See, even hierarchical clustering needs parameters if you want to get a partitioning out. In fact, hierarchical clustering has (roughly) four parameters: 1. the actual algorithm (divisive vs. agglomerative), 2. the distance function, 3. the linkage criterion (single-link, ward, etc.) and 4. the distance threshold at which you cut the tree (or any other extraction method).
Fact is that there doesn't exist any good "push button" solution to cluster analysis. It is an explorative technique, meaning that you have to try different methods and parameters and analyze the result.
I found DBSCAN to be very usable in most cases. Yes, it has two parameters (distance threshold aka: neighbor predicate, and minpts aka core predicate) - I'm not counting the distance function separately this time, because it's really a "is neighbor of" binary predicate that is needed; see GDBSCAN.
The reason is that in many applications you can choose these values intuitively if you have understood your data well enough. E.g. when working with Geo data, distance is literatlly in kilometers, and it allows me to intuitively specify the spatial resolution.
Similarly, minpts gives me an intuitive control over how "significant" a subset of observations needs to be before it becomes a cluster.
Usually, when you find DBSCAN hard to use, it is because you have not understood "distance" on your data yet. You then first need to figure out how to measure distance and what the resulting numbers mean to you. Then you'll know the threshold to use.
And in the end go and try out stuff. It's data exploration, not "return(truth);
". There is not "true" clustering. There are only "obvious", "useless" and "interesting" clusterings, and these qualities cannot be measured mathematically; they are subjective to the user.
As @Anony-Mousse implies, it isn't clear right now that your data actually are clusterable. In the end, you may choose to simply chop your data into partitions, if that will serve your business purposes, but there may not be any real latent groupings.
From where I sit, I cannot provide any guaranteed solutions, but perhaps I can offer some suggestions that will be profitable:
- You have a single clear outlier (in the upper right corner of the [2,3] scatterplot, e.g.) that will likely distort any analysis you try. You may want to try to investigate that store separately. In the interim, I would set that point aside.
- It isn't clear how much data you have, but it looks like a lot. You state that you have "under 4k observations". If it is close to that amount, say >3k, then you have a lot. Since a good deal of exploratory data analysis will be necessary, I would randomly partition your data into two halves and explore the first half and then validate your choices with the other half afterwards.
- I would experiment with various transformations of your variables to see if you can get better (i.e., more spherical) distributions. For example, taking the logarithm of your data may be appropriate. After finding a suitable transformation, check again for outliers.
- Then you will need to standardize each variable so that its mean is 0 and standard deviation is 1. Be sure to keep the original mean and SD for each variable so that you can apply exactly the same transformation later when you work with the second set.
At this point (and only now), you can try clustering. I would not use k-means or k-medoids. Since you will have overlapping clusters, you will need a method that can handle that. The clustering algorithms I am familiar with that can do so are fuzzy k-means, Gaussian mixture modeling, and clustering by kernel density estimation.
- Fuzzy k-means is discussed on CV here; you can also try this search. To perform fuzzy k-means in R, you can use ?fanny.
- Threads about Gaussian mixture modeling can be found on the site with the gaussian-mixture tag. Finite mixture modeling can be done in R with the mclust package. I have demonstrated GMM with
mclust
on CV here and here.
- Clustering by kernel density estimation is probably more esoteric. You can read the original paper1 here. You can use kernel densities to cluster in R with the pdfCluster package.

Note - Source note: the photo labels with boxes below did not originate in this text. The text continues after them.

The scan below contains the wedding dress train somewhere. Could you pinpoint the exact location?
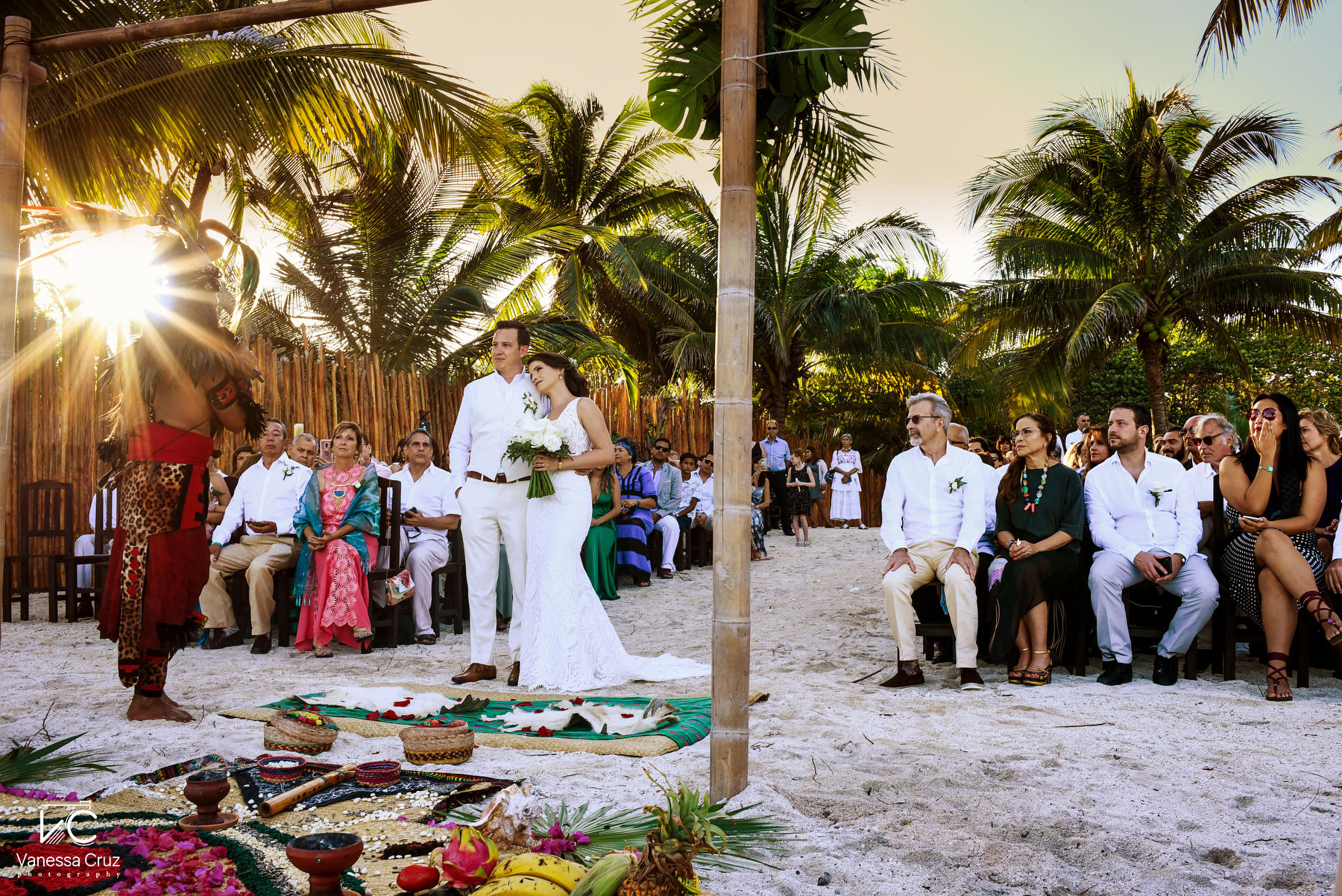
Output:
[514,400,711,692]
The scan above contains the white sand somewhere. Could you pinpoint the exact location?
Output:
[0,530,1342,896]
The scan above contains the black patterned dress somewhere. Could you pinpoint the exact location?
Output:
[1221,470,1327,628]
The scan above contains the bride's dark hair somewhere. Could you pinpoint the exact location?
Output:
[526,351,592,398]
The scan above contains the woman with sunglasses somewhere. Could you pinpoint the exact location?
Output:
[1221,391,1342,701]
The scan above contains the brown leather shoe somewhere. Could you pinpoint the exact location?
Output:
[453,663,500,684]
[205,629,243,651]
[881,666,923,688]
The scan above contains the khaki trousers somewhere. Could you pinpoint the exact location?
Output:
[881,540,978,669]
[200,535,298,634]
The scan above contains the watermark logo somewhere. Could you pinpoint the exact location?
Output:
[37,799,98,846]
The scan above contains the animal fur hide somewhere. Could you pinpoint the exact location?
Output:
[483,698,679,736]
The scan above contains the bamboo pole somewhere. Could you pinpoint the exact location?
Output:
[24,0,424,55]
[0,16,32,630]
[708,0,760,802]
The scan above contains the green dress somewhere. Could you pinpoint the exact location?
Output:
[582,488,620,601]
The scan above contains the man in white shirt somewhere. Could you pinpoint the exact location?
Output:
[881,391,985,691]
[200,417,312,653]
[1063,413,1090,455]
[1086,403,1218,685]
[691,451,714,530]
[643,436,681,578]
[448,321,550,685]
[392,429,461,644]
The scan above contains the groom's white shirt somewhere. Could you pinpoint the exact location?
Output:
[448,370,550,492]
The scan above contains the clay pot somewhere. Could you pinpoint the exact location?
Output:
[285,833,364,896]
[177,769,238,830]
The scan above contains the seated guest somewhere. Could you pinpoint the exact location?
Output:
[1188,413,1240,517]
[691,451,714,530]
[1184,414,1204,464]
[1080,423,1114,482]
[1221,391,1342,700]
[200,418,312,653]
[614,438,658,587]
[988,413,1086,684]
[638,436,681,578]
[582,465,620,601]
[391,429,461,644]
[881,391,983,690]
[1300,408,1342,557]
[294,421,378,657]
[289,432,321,470]
[750,458,773,561]
[675,451,703,532]
[1086,401,1218,685]
[1156,429,1193,470]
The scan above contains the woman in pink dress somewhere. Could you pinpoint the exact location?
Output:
[294,423,381,656]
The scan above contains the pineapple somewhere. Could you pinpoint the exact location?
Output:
[619,785,728,896]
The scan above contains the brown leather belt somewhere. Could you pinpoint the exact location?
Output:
[466,470,530,485]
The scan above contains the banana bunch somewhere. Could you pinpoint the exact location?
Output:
[569,853,636,896]
[471,853,587,896]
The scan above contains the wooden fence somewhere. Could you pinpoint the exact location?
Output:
[8,326,883,552]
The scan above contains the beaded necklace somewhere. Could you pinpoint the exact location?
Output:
[1020,464,1048,514]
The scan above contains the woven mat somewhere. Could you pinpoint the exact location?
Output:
[218,683,769,757]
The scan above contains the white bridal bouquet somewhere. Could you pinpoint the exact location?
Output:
[503,417,573,498]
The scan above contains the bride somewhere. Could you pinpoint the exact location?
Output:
[514,351,711,691]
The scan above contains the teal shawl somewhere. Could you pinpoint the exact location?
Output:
[294,464,382,597]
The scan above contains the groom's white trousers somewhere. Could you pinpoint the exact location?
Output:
[458,478,530,666]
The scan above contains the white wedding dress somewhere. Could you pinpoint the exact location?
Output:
[514,400,711,692]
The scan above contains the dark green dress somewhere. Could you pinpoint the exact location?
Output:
[988,464,1086,663]
[582,488,620,601]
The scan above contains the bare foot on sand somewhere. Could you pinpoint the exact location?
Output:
[126,693,191,722]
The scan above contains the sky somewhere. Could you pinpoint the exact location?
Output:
[388,0,1342,282]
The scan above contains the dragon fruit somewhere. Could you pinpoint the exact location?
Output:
[433,825,500,889]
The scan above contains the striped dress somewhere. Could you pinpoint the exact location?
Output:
[614,464,658,582]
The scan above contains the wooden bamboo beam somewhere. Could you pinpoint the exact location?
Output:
[32,0,424,56]
[708,0,760,802]
[0,16,32,630]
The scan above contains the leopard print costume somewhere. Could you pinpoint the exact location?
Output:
[117,460,210,692]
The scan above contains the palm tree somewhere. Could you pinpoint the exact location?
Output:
[643,166,958,420]
[1197,0,1327,62]
[21,0,491,221]
[466,82,708,382]
[957,72,1342,431]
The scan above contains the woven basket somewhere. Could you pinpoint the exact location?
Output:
[401,719,475,766]
[265,710,339,757]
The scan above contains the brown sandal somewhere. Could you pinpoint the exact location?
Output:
[1265,653,1295,703]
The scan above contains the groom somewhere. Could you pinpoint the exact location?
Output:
[450,321,550,685]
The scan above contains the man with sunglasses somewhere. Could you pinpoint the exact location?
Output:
[881,391,986,691]
[643,436,681,578]
[1086,401,1220,685]
[760,420,792,535]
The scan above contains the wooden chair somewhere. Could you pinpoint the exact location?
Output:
[368,476,406,648]
[1212,475,1315,688]
[64,480,117,622]
[429,527,470,634]
[0,479,75,622]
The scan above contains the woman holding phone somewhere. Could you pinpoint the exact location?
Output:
[1220,391,1342,701]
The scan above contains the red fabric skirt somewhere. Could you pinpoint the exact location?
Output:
[98,423,215,665]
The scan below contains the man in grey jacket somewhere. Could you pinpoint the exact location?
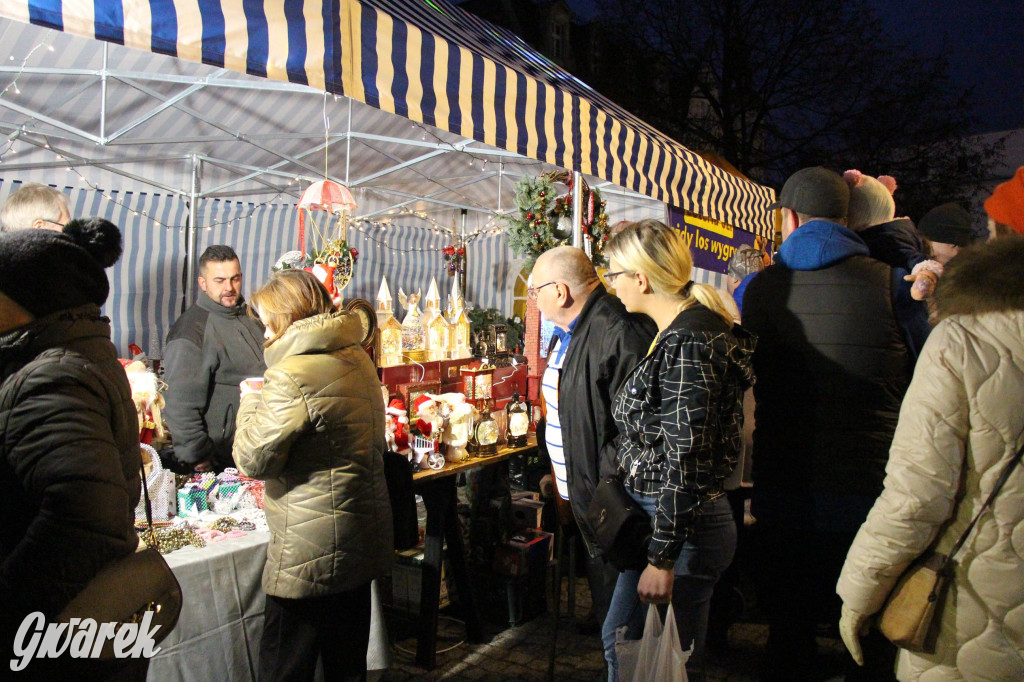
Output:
[164,245,266,471]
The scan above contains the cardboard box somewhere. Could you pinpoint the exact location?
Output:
[512,498,544,529]
[494,530,552,578]
[391,547,452,612]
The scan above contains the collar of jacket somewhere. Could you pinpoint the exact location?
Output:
[0,303,111,377]
[263,312,362,367]
[196,291,249,317]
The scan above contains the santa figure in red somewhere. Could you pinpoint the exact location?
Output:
[384,398,409,455]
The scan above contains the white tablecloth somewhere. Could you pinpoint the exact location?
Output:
[147,531,389,682]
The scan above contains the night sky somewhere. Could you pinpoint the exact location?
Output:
[566,0,1024,132]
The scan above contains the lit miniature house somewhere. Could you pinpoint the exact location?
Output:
[377,276,394,327]
[420,278,451,359]
[398,289,419,361]
[377,278,401,367]
[447,278,473,359]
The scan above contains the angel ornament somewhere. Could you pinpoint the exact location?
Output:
[398,288,427,352]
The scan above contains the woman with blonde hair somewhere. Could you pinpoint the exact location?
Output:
[233,270,394,680]
[602,220,754,682]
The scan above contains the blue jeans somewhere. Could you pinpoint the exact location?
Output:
[601,495,736,682]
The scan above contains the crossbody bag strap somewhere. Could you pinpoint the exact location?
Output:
[138,449,157,549]
[941,436,1024,570]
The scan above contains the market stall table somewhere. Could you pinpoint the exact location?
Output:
[147,531,389,682]
[413,433,537,670]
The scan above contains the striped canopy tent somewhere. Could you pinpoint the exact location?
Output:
[0,0,772,356]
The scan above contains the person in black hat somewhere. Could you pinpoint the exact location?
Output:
[742,167,911,682]
[918,202,972,265]
[0,218,148,679]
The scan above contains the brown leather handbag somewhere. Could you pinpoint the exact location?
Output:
[879,438,1024,653]
[587,476,652,571]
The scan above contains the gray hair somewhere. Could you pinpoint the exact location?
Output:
[0,182,71,231]
[728,247,765,281]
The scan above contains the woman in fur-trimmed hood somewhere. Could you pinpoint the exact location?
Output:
[837,239,1024,682]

There is a continuity here: Fuzzy k-means essentially approximates GMM, but imposes sphericality on your clusters, which GMM does not do. GMMs make a very strong assumption that each cluster is multivariate normal (albeit possibly with different variances and covariances). If that isn't (nearly) perfectly true, the results can be distorted. Moreover, although kernel density estimates use a multivariate Gaussian kernel by default, the end result can be much more flexible and needn't yield multivariate normal clusters at all. This line of reasoning may suggest you simply go with the latter, but if the former constraints / assumptions hold they will benefit your analysis.
- You mention a variety of cluster validation metrics that you are using. Those are valuable, but I would select the method and the final clustering solution by which possibility makes sense of the data given your knowledge of the topic and whether it provides actionable business intelligence. You should also try to visualize the clusters in various ways.
- Check your chosen strategy by performing the exact same preprocessing and clustering on the other half of your data and see if you get similar and equally coherent / valuable results.
1. Azzalini, A. & Torelli, N. (2007). Clustering via nonparametric density estimation, Statisticis and Computing, 17, 1, pp. 71-80.
Best Answer
Sounds like you need HAC (hierarchical agglomerative clustering). There are many variants, but the basic idea is that you start with singleton clusters and progressively merge, based on different ways of determining which clusters are the "closest".
For more on HAC, see the wikipedia entry.